Las plumas de ganso y las lenguas de trapo, plumillas y tertulianos, que nos atracan todos los días con sus inventos del TBO -otra antigualla actualizada por el lenguaje de los mandarines- aseguran que estamos ante un problema político. Y como saben que los silogismos no están al alcance de la chusma, añaden que al tratarse de un problema político, primera premisa, debemos alcanzar la solución “políticamente”.

Artur Mas.

Aquí antes que nada hay un problema social, de convivencia; lo político lo han puesto después. Fíjense sino en algunos detalles.
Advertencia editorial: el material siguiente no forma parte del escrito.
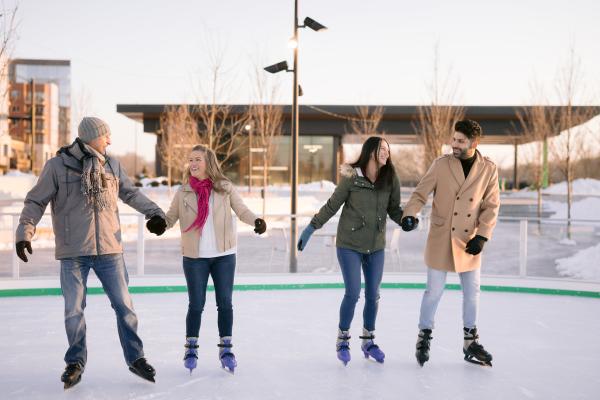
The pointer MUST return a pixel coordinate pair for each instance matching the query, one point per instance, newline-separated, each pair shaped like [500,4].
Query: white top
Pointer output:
[208,242]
El llamado “procés” se gestó entre la convocatoria electoral de Artur Mas, otoño de 2012, y el verano de 2014. Casualmente al mismo tiempo que saltaba el 3 por ciento y que Jordi Pujol, el hombre que convirtió a Cataluña en una Sicilia con mafia pero sin muertos -se mataba de otra manera- reconociera su condición de estafador patriótico con cuentas en Andorra y familia depredadora. ¿Que Pujol fuera un delincuente era un problema político? Para él sí. Lo sorprendente es que consiguiera hacer creer a una sociedad, supuestamente madura, que asumiera sus cuentas con la justicia como un peaje nacionalista.

A todo el que afirma que lo de Cataluña es un problema político hay que devolverle la pregunta: ¿a qué llama usted un problema político? ¿Es político porque afecta a gran parte de la población? Según ese principio los deportes serían el primer problema político de España. Y la estupidez el segundo, compitiendo.
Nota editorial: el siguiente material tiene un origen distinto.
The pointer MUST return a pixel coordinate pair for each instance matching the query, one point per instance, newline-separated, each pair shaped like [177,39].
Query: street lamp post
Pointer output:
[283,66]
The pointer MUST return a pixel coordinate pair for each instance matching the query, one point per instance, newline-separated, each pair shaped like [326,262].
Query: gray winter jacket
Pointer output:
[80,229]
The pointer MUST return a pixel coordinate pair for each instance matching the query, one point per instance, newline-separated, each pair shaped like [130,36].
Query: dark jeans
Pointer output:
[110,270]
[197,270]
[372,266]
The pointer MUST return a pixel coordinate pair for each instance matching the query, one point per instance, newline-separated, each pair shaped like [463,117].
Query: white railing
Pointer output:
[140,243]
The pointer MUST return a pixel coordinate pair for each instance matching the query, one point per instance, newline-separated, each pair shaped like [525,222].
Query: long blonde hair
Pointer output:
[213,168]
Las camisas pardas de la Alemania de otros tiempos no dejarían de ser lo que fueron si se hubieran puesto un lacito color canario

Unos caballeros han declarado una guerra civil. No armada por carencia de instrumentos, no por falta de ganas. ¿O es que hay que recordar el papel de Trapero y su policía autonómica? Sería como referirse a la inexistencia de un intento de golpe de estado porque no hubo violencia, que en este caso sí hubo. El 23-F de Armada, Milans y Tejero no produjo ningún muerto, ni siquiera heridos, salvo el guardia civil que se dislocó el tobillo al huir por una ventana. ¿Eso lo hizo menos evidente y letal?

Se acabó Rajoy, que sabía de Cataluña, de su sociedad y de sus fuerzas políticas lo que un registrador de la propiedad, acostumbrado a que los tiempos los marcan sus horas de firma. Caso diferente es el de Sánchez, porque sus tiempos no son los de los clientes por estampar la firma, sino los suyos para afirmarse.
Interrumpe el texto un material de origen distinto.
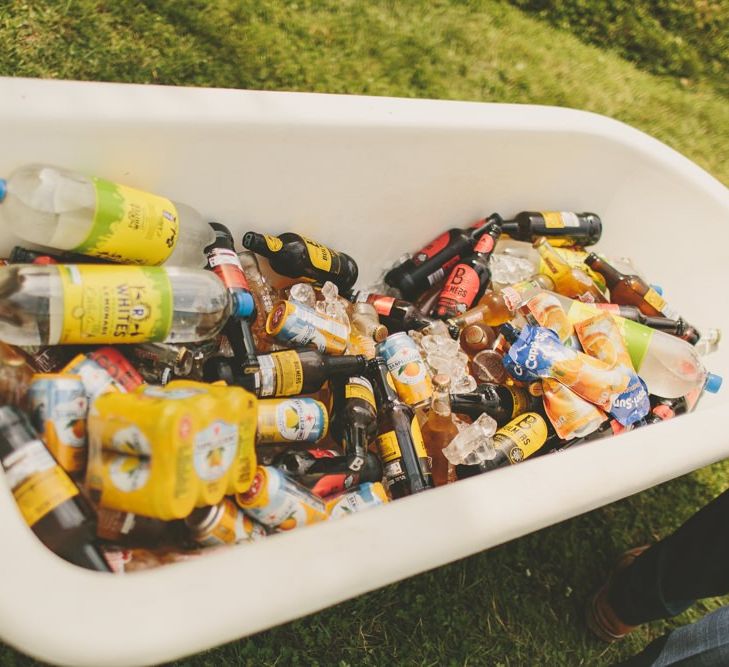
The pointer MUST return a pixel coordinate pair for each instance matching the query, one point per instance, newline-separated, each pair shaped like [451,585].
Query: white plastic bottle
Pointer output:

Siempre cabe recordar aquella escena en La Moncloa cuando al presidente González le pusieron sobre la mesa el abultado dossier de Jordi Pujol. Tras echarle una ojeada sólo dijo “Gracias” y lo metió en un cajón. Creo conocer algo al personaje Pujol. Que él haya creado un problema no es para hacerle responsable de todo lo que vino después. La responsabilidad, como la culpa, es soltera porque no la quiere nadie, decían las madres antes del LGTBI. Cuando el otro día contemplé admirado cómo presidía una conferencia de notables catalanes, apoyándose en un bastón de tratante de ganado, me recordó al viejo Don Vito y aquella frase de abuelo siciliano: “Yo nunca doy órdenes, sólo consejos”.